Am Donnerstag musste auf dem Mercedesgelände in Sindelfingen erneut eine Bombe aus dem Zweiten Weltkrieg entschärft werden. Schon am Vortag war eine Bombe auf der Werksbaustelle gefunden worden. Jetzt ist Daimler die Lust am Bauen erst einmal vergangen.
Sindelfingen - Wegen des neuerlichen Funds einer Weltkriegsbombe am Donnerstag auf dem Mercedes-Benz-Werksgelände in Sindelfingen hat das Unternehmen die dortigen Bauarbeiten vorerst eingestellt. Am Montag werde es einen Gesprächstermin zwischen dem Unternehmen und den Sachverständigen von der Kampfmittelbeseitigung (KMBD) geben, sagte ein Sprecher. „Im Vordergrund steht derzeit das weitere Vorgehen auf der Baustelle und der Schutz der Bevölkerung und unserer Beschäftigten.“
Auf dem Gelände des einstigen so genannten Krawattenbaus, eines Verwaltungsgebäudes, will Daimler eine Halle für den Karosseriebau erstellen. Bereits am Mittwoch war eine Fliegerbombe aus dem Zweiten Weltkrieg auf der Baustelle gefunden und vom Kampfmittelbeseitigungsdienst des Landes entschärft worden. Nachdem die Bauarbeiter am Donnerstag gegen 16.30 Uhr erneut auf eine Bombe stießen, wiederholte sich das Szenario. Mehrere Straßen und der Sindelfinger Bahnhof wurden gesperrt, ein Ersatzverkehr mit Bussen eingerichtet. Insgesamt hätten 1600 Menschen und damit doppelt so viele wie am Vorabend aus dem Gefahrenbereich gebracht werden müssen, sagte die Sprecherin der Stadt, Nadine Izquierdo.

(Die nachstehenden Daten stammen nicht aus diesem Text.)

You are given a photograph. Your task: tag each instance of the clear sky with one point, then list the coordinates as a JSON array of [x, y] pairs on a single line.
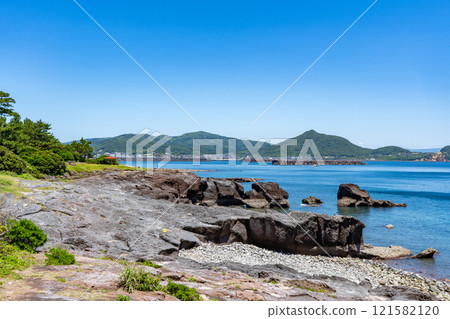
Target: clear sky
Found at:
[[386, 82]]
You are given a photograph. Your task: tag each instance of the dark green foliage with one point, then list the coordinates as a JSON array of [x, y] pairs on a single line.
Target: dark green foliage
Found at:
[[59, 256], [149, 263], [25, 235], [182, 292], [6, 104], [11, 162], [123, 298], [138, 279], [65, 152], [32, 142], [12, 259], [82, 150], [46, 162]]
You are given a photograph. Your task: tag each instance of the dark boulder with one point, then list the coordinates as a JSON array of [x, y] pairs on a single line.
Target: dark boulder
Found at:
[[266, 195], [350, 195]]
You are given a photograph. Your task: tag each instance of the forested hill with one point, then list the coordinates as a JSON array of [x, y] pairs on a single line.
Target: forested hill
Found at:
[[328, 145]]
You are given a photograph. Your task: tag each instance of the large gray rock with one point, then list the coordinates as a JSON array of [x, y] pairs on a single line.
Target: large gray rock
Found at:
[[427, 253], [266, 195], [350, 195], [109, 215]]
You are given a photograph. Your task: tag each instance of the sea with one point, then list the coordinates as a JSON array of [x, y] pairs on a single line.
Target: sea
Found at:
[[423, 186]]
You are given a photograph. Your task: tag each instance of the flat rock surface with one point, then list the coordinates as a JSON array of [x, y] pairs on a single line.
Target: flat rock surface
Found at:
[[101, 216]]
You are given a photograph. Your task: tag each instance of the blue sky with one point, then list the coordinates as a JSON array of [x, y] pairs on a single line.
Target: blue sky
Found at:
[[386, 82]]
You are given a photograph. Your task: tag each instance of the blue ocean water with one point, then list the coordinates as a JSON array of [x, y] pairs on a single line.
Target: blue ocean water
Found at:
[[423, 186]]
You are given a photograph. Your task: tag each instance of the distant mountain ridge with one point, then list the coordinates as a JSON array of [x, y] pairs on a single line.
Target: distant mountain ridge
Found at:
[[328, 145]]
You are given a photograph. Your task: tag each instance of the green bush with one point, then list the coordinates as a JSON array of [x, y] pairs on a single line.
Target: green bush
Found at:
[[182, 292], [139, 279], [123, 298], [46, 162], [11, 162], [59, 256], [25, 235]]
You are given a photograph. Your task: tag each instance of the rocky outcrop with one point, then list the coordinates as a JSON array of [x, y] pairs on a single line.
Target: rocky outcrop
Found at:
[[350, 195], [266, 195], [427, 253], [108, 213], [301, 233], [311, 200]]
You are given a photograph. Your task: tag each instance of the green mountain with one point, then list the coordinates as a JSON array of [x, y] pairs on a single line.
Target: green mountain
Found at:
[[329, 146], [390, 150], [180, 145]]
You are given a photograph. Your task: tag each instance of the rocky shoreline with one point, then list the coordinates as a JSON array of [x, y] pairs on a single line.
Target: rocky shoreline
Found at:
[[312, 162], [135, 216], [360, 271]]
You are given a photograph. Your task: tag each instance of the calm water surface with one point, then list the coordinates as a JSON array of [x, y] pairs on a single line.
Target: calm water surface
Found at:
[[424, 187]]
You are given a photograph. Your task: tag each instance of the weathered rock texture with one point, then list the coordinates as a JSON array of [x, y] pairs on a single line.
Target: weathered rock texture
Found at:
[[427, 253], [117, 213], [266, 195], [206, 192], [350, 195]]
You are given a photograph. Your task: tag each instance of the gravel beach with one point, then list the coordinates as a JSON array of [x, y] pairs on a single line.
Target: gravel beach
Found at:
[[353, 269]]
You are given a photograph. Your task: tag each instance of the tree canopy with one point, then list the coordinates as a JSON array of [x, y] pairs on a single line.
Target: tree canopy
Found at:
[[29, 146]]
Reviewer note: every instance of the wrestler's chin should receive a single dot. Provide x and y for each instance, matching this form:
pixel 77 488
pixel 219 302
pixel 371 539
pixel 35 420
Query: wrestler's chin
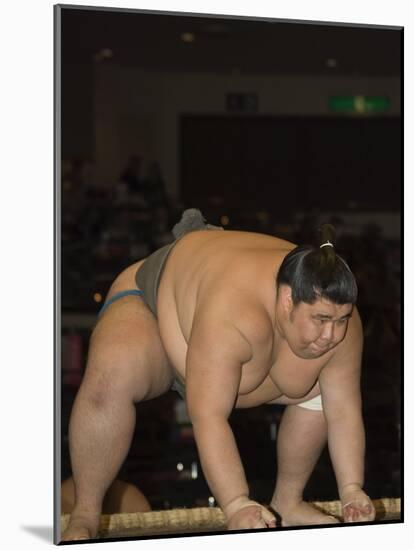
pixel 312 351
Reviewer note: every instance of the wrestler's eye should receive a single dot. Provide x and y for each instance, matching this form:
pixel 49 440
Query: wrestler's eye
pixel 342 321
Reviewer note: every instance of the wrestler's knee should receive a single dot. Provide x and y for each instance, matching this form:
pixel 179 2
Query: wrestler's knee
pixel 313 404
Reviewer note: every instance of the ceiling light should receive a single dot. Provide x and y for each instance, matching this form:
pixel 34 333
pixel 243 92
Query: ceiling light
pixel 187 37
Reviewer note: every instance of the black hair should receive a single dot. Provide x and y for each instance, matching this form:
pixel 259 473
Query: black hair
pixel 315 272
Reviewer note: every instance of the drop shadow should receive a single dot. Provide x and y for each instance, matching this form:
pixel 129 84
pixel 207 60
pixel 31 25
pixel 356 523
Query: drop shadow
pixel 42 532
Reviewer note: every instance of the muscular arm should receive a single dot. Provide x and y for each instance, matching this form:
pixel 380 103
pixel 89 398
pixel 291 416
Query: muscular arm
pixel 216 353
pixel 340 388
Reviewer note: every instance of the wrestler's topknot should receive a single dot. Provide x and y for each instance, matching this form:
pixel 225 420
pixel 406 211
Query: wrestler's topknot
pixel 315 272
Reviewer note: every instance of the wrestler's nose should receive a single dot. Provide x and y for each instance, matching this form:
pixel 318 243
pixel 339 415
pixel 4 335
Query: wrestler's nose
pixel 327 334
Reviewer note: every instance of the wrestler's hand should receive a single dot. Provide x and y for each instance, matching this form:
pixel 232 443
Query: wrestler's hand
pixel 356 505
pixel 251 515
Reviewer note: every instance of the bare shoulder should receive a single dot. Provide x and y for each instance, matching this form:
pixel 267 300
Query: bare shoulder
pixel 239 309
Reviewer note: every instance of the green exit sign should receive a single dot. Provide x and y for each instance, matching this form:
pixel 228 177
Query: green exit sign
pixel 359 104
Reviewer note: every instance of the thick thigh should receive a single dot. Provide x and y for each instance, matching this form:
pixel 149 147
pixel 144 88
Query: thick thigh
pixel 126 354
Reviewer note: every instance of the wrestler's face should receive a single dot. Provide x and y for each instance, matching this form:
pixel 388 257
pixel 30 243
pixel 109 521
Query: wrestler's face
pixel 312 330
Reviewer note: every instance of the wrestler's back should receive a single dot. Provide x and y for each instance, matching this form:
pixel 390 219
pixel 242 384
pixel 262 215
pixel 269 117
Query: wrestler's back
pixel 216 266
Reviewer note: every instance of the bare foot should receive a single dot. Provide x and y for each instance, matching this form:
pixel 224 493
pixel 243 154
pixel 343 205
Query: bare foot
pixel 302 513
pixel 80 528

Helfer gingen von Tür zu Tür, um die Anwohner zu warnen. 900 Mesnchen mussten ihre Wohnungen verlassen. Die meisten hatten schon den Vorabend nicht zu Hause verbringen können. Als Notunterkunft diente abermals die Sporthalle des Stiftsgymnasiums, in der sich zeitweise 350 Menschen aufhielten. 80 Polizeibeamte, 35 Feuerwehrleute und 110 Helfer des Rettungsdienstes waren im Einsatz.
Déjà-vu für Anwohner und Helfer
Der zweite Fundort lag 150 Meter vom ersten entfernt. Der Evakuierungsradius von 300 Metern war dadurch leicht versetzt und erfasste diesmal auch das Stern-Center, ein Einkaufszentrum mit Kinos und Gastronomie. Die Kinobesucher erhielten ihr Geld zurück und wurden nach Hause geschickt. Die eigentliche Entschärfung durch die Spezialisten des KMBD dauerte dann nicht einmal eine Stunde. Um 23.15 Uhr ging es los, exakt um 0.07 Uhr war der Spuk vorbei, die Menschen konnten in ihre Häuser zurück. Der Oberbürgermeister Bernd Vöhringer (CDU) zeigte sich erleichtert. Dank der professionellen Zusammenarbeit der Einsatzkräfte und dem Verständnis der Betroffenen sei es gelungen, die Situation rasch zu entschärfen, sagte er in einer ersten Stellungnahme am Abend.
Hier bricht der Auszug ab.